Jakarta, Aktual.com — Kepala Divisi Pengendalian Program dan Anggran (PPA) SKK Migas, Benny Lubiantara mengungkapkan, anjloknya harga minyak saat ini secara langsung tentu akan berdampak pada aktifitas eksplorasi minyak di tanah air.

“Tentu akan menurunkan kegiatan. Asumsi USD50 per barel saja sudah banyak yang mengalami penurunan, banyak pekerjaan yang dibatalkan, sebagian pekerjaan pemboran sumur, ekspansi kapasitas produksi dan lain-lain terpaksa dibatalkan karena alasan tidak ekonomis untuk dikerjakan”, katanya kepada Aktual.com di kantor SKK Migas, Rabu (13/1).

Benny mengungkapkan, jika realitas harga minyak saat ini dibawah USD30 per barel, maka sudah pasti banyak perusahaan-perusahaan yang menahan investasi barunya. Karena sudah pasti investasi tersebut akan mengalami kerugian. Meski saat ini masih banyak perusahaan yang beroperasi dikarenakan memang perusahaan tersebut sementara berjalan melakukan aktifitas.

“Kalau misalnya harga sudah dibawah USD30 per barel, sudah pasti tidak ada pengeboran baru. Dan sumur-sumur yang beroperasi di laut dipastikan akan banyak yang tutup,” ungkapnya.

Benny menyatakan, bahwa secara umum, harga minyak rendah akan berpengaruh buruk bagi negara net-eksportir minyak, sebaliknyaa harga minyak rendah, baik bagi negara net-importir minyak, termasuk Indonesia.

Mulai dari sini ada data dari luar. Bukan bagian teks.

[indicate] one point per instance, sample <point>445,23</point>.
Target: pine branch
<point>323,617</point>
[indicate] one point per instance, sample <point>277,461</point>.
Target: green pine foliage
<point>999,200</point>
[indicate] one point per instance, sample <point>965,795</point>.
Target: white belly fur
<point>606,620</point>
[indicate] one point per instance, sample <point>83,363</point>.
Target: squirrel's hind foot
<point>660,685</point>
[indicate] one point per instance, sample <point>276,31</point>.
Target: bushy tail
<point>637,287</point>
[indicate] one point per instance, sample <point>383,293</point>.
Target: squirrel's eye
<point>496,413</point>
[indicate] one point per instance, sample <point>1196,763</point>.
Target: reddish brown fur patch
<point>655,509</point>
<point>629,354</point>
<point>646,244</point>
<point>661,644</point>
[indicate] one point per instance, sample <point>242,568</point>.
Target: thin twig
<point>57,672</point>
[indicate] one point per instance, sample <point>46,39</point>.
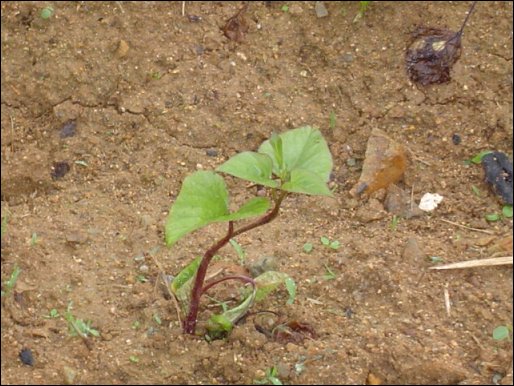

“Tetapi kesimpulan seperti ini harus disikapi dengan hati-hati, dalam jangka pendek bisa saja harga minyak rendah baik bagi negara net-importir, namun dalam jangka panjang, hal ini bisa menjadi bahaya yang mengancam,” katanya.

Pasalnya, menurut Benny, harga minyak yang rendah dari sisi pasokan akan membuat kegiatan eksplorasi dan produksi menurun, akibatnya produksi nasional cenderung akan menurun dan tambahan cadangan minyak juga tidak ada.

Pada kondisi produksi nasional menurun sementara harga minyak rendah, akan mendorong konsumsi yang boros sehingga permintaan akan terus meningkat.

“Dalam jangka panjang, kesenjangan atau gap antara produksi  dengan permintaan konsumsi akan semakin melebar. Dengan kondisi kesenjangan yang terjadi, konsumsi yang semakin meningkat, pada saat harga minyak kembali naik tentu akan mengancam ketahanan energi nasional,” tuturnya.